PNDS : Une gouvernance à la caserne !

Le parti de Mahamadou Issoufou, ne lésine pas sur les moyens pour mettre aux pas ses militants et ses responsables, tous devant se plier aux désidératas des « maîtres », du patronat du parti qui, chaque fois que de besoin, tant pis pour l’ampleur de la faute supposée, peut faire tomber la foudre sur la tête des insoumis, de tous ceux qui peuvent être tentés d’échapper au contrôle du directoire du parti.

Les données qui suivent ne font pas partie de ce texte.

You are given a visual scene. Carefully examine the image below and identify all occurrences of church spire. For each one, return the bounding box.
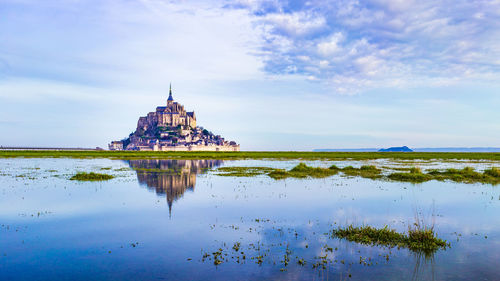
[167,83,174,103]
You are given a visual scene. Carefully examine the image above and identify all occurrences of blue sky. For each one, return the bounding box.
[0,0,500,150]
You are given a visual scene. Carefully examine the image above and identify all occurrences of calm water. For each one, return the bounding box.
[0,159,500,280]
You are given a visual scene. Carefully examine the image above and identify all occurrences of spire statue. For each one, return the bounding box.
[167,83,174,104]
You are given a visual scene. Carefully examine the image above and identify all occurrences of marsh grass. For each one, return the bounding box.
[331,225,449,254]
[387,167,500,184]
[341,165,382,179]
[217,163,338,180]
[215,163,500,184]
[70,172,114,181]
[216,167,280,177]
[387,167,432,183]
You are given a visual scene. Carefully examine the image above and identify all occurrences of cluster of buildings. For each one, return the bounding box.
[109,87,240,151]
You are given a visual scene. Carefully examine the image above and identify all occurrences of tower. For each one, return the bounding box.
[167,83,174,105]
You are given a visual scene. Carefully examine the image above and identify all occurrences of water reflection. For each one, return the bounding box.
[128,160,223,212]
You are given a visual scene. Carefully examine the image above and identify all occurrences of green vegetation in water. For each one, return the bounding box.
[337,165,382,179]
[133,167,181,174]
[70,172,114,181]
[217,167,279,177]
[332,225,449,254]
[0,150,500,160]
[267,163,338,179]
[217,163,338,179]
[387,167,500,184]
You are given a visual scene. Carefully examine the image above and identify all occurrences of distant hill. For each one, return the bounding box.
[378,145,413,152]
[413,147,500,152]
[313,147,500,152]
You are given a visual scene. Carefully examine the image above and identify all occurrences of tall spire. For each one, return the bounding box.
[167,83,174,101]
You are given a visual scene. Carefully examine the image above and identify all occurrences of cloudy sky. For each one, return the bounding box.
[0,0,500,150]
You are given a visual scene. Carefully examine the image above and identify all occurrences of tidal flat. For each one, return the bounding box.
[0,155,500,280]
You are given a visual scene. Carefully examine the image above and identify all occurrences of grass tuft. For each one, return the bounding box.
[332,225,449,254]
[387,167,500,184]
[342,165,382,179]
[70,172,114,181]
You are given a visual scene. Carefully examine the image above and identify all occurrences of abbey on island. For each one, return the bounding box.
[109,86,240,151]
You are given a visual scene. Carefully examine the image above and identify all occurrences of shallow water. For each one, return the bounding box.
[0,159,500,280]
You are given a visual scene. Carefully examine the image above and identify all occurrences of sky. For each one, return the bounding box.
[0,0,500,150]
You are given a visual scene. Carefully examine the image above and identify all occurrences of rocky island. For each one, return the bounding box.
[109,87,240,151]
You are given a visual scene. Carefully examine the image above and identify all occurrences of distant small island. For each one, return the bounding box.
[109,86,240,151]
[378,145,413,152]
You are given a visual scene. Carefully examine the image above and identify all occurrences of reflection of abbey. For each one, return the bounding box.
[129,160,223,210]
[109,84,240,151]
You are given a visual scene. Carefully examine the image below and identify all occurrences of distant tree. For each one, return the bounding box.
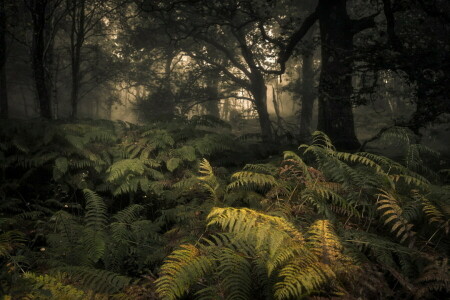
[0,1,8,119]
[66,0,127,118]
[24,0,66,119]
[380,0,450,133]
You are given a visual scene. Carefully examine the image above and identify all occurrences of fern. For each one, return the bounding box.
[155,245,213,300]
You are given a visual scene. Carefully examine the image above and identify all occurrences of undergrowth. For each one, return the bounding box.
[0,117,450,299]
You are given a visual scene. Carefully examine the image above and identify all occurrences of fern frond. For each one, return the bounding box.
[377,190,415,242]
[227,171,277,190]
[155,245,214,300]
[83,189,108,231]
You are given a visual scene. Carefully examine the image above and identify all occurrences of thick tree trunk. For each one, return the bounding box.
[300,53,316,140]
[318,0,360,150]
[31,0,52,119]
[0,1,8,119]
[203,74,220,118]
[250,75,273,142]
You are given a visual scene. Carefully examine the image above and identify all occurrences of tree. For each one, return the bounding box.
[376,0,450,134]
[24,0,66,119]
[317,0,376,149]
[143,1,292,141]
[66,0,126,118]
[0,1,8,119]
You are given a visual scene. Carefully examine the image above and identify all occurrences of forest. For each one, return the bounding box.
[0,0,450,300]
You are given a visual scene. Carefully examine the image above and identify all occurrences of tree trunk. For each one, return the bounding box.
[31,0,52,119]
[70,0,86,118]
[318,0,360,150]
[300,52,316,140]
[0,1,8,119]
[250,75,273,142]
[203,74,220,118]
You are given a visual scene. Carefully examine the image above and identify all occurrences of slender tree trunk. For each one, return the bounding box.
[250,74,273,142]
[203,74,220,118]
[162,49,176,120]
[70,0,86,118]
[0,0,8,119]
[300,52,316,139]
[318,0,360,150]
[31,0,52,119]
[272,85,282,132]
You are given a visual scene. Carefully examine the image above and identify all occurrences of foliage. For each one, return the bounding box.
[0,119,450,299]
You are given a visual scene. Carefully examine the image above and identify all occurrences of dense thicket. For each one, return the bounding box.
[0,117,450,299]
[0,0,450,300]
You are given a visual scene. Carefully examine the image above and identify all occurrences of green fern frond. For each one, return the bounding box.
[83,189,108,231]
[274,258,336,299]
[55,266,131,294]
[377,190,415,242]
[227,171,277,190]
[155,245,214,300]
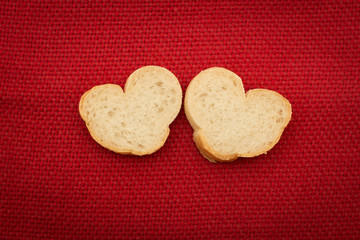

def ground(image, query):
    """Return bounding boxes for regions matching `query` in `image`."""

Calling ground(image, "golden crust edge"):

En vérité, le parti socialiste ne connait pas de démocratie dans sa gouvernance intérieure et c’est certainement pourquoi, il ne sait pas en faire dans la gestion de l’Etat. Et, on le sait, la volonté des chefs, plus que des textes, gère plus le parti. Les Nigériens savent dans quelles conditions, aspirant à la candidature à la candidature du parti aux élections présidentielles – un crime pour le commandement du parti – l’on avait arraché à Hassoumi Massaoudou, son appétit du pouvoir. Et le rêve qu’il caressait pour la présidence avorta car à l’époque, lui aussi pouvait ne pas comprendre que dans son parti, c’est moins une affaire de démocratie.  C’est le grand Chef qui décide pour tous. On apprenait d’ailleurs par une lettre que c’est bien le président sortant qui désignait un candidat pour le parti, candidature que toutes les structures du parti devraient, dolé, entériner quand la démocratie, voudrait, elle, la démarche contraire, en prenant les décisions à partir de la base.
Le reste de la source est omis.